- Battle of Coștangalia: Part of the January Uprising
| Date | 15 July 1863 |
| Location | Near Coștangalia, Romanian United Principalities (now located in Moldova) |
| Result | Polish victory |

Belligerents
- Polish National Government; Polish insurgents;: Romanian United Principalities

Commanders and leaders
- Zygmunt Miłkowski; Józef Jagmin;: Athanasie Călinescu

Strength
- 213 soldiers: 1,260 soldiers; 60 Cavalry;

Casualties and losses
- 6 dead; 25 wounded;: 18 dead; 40 wounded;

= Battle of Coștangalia =

Battle between Romania and Polish Rebels

The battle of Coștangalia (Note: Polish: bitwa pod Kostangalią, bitwa pod Costangalią; Romanian: bătălia de la Coștangalia) was the battle fought on 15 July 1863, near the village of Coștangalia, Romanian United Principalities (now located in Moldova). It was fought by the Romanian forces, against the Polish rebels marching through territory of Romanian United Principalities, to join the rebels fighting in the January Uprising, in Poland.

== Background ==
Following the start of the January Uprising in January 1863 in Poland by the insurgent forces against the Russian Empire, the government of the Ottoman Empire, allowed Polish expatriates to form revolutionary forces on their territory that would aid the rebellion in Poland. The unit was formed in the city of Tulcea, and included 213 armed people. It was commanded by colonel Zygmunt Miłkowski. The unit marched through Ottoman territory towards the border of the Romanian United Principalities, with the plan of crossing its territory, to reach the Bessarabia Governorate, Russian Empire, and then move to the Podolian Governorate, where they hoped to reactivate fighting in the region of modern Ukraine.

== Battle ==
After the Polish insurrectionaries crossed the border, Alexandru Ioan Cuza, the ruler of the Romanian United Principalities, sent forces to stop them from marching through his country. These forces (a regiment from Ismail, with reinforcements from Galați and Reni) consisted of 7 companies of infantry, counting 1,260 soldiers, with additional aid of 60 cavalrymen, all commanded by colonel Athanasie Călinescu. The Polish insurrectionaries were ordered to disarm, which they refused. As such, both sides began the fight on 15 July 1863, near the village of Coștangalia (now located in Moldova).

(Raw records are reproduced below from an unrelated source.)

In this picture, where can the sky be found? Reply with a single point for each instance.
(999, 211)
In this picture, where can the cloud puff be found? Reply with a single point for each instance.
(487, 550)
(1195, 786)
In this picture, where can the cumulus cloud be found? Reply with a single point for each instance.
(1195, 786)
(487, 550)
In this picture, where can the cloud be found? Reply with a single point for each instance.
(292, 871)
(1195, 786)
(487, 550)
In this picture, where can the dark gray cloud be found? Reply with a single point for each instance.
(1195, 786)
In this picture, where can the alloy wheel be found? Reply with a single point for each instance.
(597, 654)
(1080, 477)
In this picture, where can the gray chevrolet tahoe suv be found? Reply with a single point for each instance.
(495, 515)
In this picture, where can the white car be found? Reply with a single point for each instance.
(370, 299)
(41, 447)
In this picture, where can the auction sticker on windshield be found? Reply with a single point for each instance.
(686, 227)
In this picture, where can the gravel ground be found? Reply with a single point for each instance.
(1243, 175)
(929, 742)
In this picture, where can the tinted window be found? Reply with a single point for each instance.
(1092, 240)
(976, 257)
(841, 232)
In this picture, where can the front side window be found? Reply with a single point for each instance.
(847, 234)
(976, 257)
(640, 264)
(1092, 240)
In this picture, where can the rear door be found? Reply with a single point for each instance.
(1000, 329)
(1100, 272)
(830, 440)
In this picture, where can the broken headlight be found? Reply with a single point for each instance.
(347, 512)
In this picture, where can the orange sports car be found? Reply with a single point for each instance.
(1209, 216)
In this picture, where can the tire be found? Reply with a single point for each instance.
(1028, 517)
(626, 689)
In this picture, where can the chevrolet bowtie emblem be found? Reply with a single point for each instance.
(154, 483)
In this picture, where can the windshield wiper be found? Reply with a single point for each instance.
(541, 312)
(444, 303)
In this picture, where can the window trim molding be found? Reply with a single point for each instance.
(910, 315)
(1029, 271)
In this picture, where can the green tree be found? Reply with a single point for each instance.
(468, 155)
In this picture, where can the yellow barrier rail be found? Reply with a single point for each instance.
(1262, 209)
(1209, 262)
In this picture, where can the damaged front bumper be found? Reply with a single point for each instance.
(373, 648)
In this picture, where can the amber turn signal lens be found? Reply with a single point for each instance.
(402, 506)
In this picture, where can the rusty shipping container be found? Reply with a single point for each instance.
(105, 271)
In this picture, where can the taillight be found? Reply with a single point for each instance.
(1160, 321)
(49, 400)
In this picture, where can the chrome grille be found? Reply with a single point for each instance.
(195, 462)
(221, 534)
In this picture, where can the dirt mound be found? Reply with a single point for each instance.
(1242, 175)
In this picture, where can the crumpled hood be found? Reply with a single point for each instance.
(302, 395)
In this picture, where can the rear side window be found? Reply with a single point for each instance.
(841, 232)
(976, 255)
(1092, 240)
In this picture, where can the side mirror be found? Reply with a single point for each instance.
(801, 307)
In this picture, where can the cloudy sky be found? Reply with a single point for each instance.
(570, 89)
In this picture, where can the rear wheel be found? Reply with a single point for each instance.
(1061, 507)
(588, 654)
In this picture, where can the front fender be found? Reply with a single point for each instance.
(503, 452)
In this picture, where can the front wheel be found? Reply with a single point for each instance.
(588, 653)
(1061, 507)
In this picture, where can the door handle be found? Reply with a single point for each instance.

Miłkowski ordered the infantry under the command of Józef Jagmin to scatter across the valley. On the right wing, the insurgents had captured local houses, and on the left, they had hidden behind trees. Soon after that, the Romanian forces began firing at the insurgents. In response, Polish infantry charged at the enemy. At the same time, the Romanian cavalry charged and defeated the soldiers with bayonets, while the central line of the Romanian forces had been breached by the insurgents. Due to the casualties and the chaos of the battlefield, most of the Romanian forces retreated. The exception was the left wing of the infantry, which charged at Polish forces. However, they were not able to reach their target, and under heavy fire, were forced to retreat as well.

== Aftermath ==
Although Miłkowski's detachment had emerged successful from the engagement at Coștangalia, the Romanian authorities, eager to demonstrate that the United Principalities were observing their declared neutrality, continued to follow and pressure the insurgents. The Polish column fell back towards Ismail and crossed the Prut River. Two days later, on 17 July, with little prospect of being allowed to march on to the Russian border, the insurgents surrendered their weapons to Romanian troops and were interned at Cahul. Subsequently, they were allowed to leave their place of internment and travel on to Poland individually, but without their weapons.